W sidła Polskiego Centrum Telemedycznego wpadły setki starszych osób z całej Polski. Także z naszego regionu.
- Wpłynęło do nas 38 zawiadomień - mówi Marcin Licznerski, zastępca prokuratora rejonowego z Grudziądza. Ta jednostka zbiera informacje od poszkodowanych z Grudziądza, Torunia, Chełmna i Brodnicy.
Schemat działania Polskiego Centrum Telemedycznego w każdym przypadku jest taki sam. Konsultant dzwoni i proponuje obniżenie rachunków za prąd bądź telefon. Następnie umawia się na wizytę kuriera z dokumentami. - Podpisałam wszystko, co mi dał. Wierzyłam, że to uczciwa firma - dodaje nasza Czytelniczka.
Nic bardziej mylnego. Pomiędzy umową na niższe opłaty za media znajdował się też „kwit” na zakup teleEKG i opłacanie abonamentu za korzystanie z niego. O tym, że kupujący w pliku dokumentów podpisują również ten druk, nie byli informowani.
- Ani słowem się nie zająknęli, że kupuję ten sprzęt - twierdzi pani Maria. - Zdziwiłam się, gdy po kilku dniach dostałam przesyłkę z tym urządzeniem i faktury. Nie godziłam się na to!
Faktury na „usługę“ teleEKG opiewały na kwoty ok. 80 zł. Sam aparat miał kosztować ok. 9 zł
Włodzimierz Marszałkowski, prokurator rejonowy Bydgoszcz -Południe: - Zawiadomienia wpływają od dłuższego czasu. Zajmujemy się każdym.
Fałszowali podpisy?
Podstępnie naciągnięci to głównie osoby starsze. - Zwykle powyżej 75 roku życia - mówi prokurator Licznerski. I dodaje: - Jesteśmy na etapie gromadzenia materiałów dowodowych. Powołaliśmy też biegłego, który ma zbadać autentyczność podpisów pod umowami, gdyż część z poszkodowanych podała i tę kwestię w wątpliwość.

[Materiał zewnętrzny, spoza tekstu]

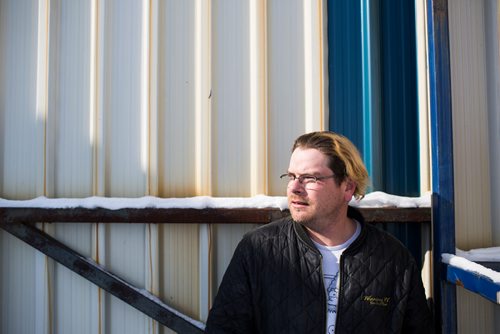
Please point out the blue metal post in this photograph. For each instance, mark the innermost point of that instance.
(442, 161)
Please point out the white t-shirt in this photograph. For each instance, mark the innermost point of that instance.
(330, 266)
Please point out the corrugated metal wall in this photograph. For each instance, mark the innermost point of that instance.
(130, 98)
(473, 32)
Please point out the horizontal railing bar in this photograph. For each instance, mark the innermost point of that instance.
(90, 270)
(192, 216)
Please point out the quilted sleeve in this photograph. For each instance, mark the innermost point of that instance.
(232, 311)
(418, 318)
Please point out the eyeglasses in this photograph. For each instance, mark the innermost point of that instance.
(304, 179)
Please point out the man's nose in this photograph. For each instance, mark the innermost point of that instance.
(296, 187)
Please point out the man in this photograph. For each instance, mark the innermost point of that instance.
(322, 270)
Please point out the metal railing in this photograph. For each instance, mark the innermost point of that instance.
(20, 222)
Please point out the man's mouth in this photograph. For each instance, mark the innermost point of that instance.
(298, 203)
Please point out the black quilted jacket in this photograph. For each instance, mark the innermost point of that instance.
(274, 284)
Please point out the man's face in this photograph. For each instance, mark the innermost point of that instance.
(320, 203)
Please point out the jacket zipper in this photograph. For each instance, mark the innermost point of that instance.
(325, 301)
(339, 292)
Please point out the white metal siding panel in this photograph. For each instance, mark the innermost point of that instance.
(286, 114)
(131, 98)
(470, 141)
(69, 142)
(177, 99)
(73, 300)
(231, 99)
(18, 287)
(492, 16)
(21, 127)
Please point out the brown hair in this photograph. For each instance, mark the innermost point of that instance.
(345, 160)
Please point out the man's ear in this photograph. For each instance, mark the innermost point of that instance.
(350, 188)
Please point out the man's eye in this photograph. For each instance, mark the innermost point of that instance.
(308, 178)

Niektórzy starsi państwo, by pozbyć się kłopotu, próbowali zgodnie z prawem odstąpić od zawarcia umowy z PCT. Wówczas firma wysyłała zawiadomienia o karach umownych za ich zerwanie. Rzędu kilkuset złotych. Albo nadal wysyłała wezwania do zapłaty faktur!

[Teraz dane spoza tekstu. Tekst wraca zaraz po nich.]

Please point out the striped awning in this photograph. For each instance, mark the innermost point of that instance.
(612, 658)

O oszukanych przez Polskie Centrum Telemedyczne „Pomorska” pisała już latem 2015 roku. Mimo tego, że organy ścigania doskonale wiedzą o praktykach tej firmy, PCT działa dalej i nie ponosi żadnych konsekwe-ncji. A lista poszkodowanych się wydłuża!
Szansa na sprawiedliwość
Wreszcie pojawiła się szansa, by to się zmieniło! Sprawą zainteresowała się Prokuratura Krajowa.
- Departament do spraw Przestępczości Gospodarczej Prokuratury Krajowej zwrócił się do prokuratorów regionalnych o nadesłanie informacji o liczbie postępowań dotyczących Polskiego Centrum Tele-medycznego, prowadzonych przez podległe im jednostki, i liczbie pokrzywdzonych - zapewnia prokurator Arkadiusz Jaraszek z działu prasowego Prokuratury Krajowej. - Dane mają zostać dosłane do 24 czer-wca. Następnie zostaną one poddane analizie i wyznaczymy jedną jednostkę, która zajmie się wszystkimi sprawami.
W związku z sygnałami od poszkodowanych postępowanie przeciwko PCT wszczął też prezes Urzędu Ochrony Konkurencji i Konsumentów. Wobec firmy padły 4 zarzuty, m.in. wywierania nacisku na klientów, by podpisali umowy, i zatajania informacji. - Postępowanie jest w toku - informuje Ernest Makowski z UOKiK-u.
Kontaktowaliśmy się z Polskim Centrum Telemedycznym, by zajęło stanowisko w sprawie zawiadomień i zarzutów UOKiK. Od dwóch tygodni nie doczekaliśmy się komentarza.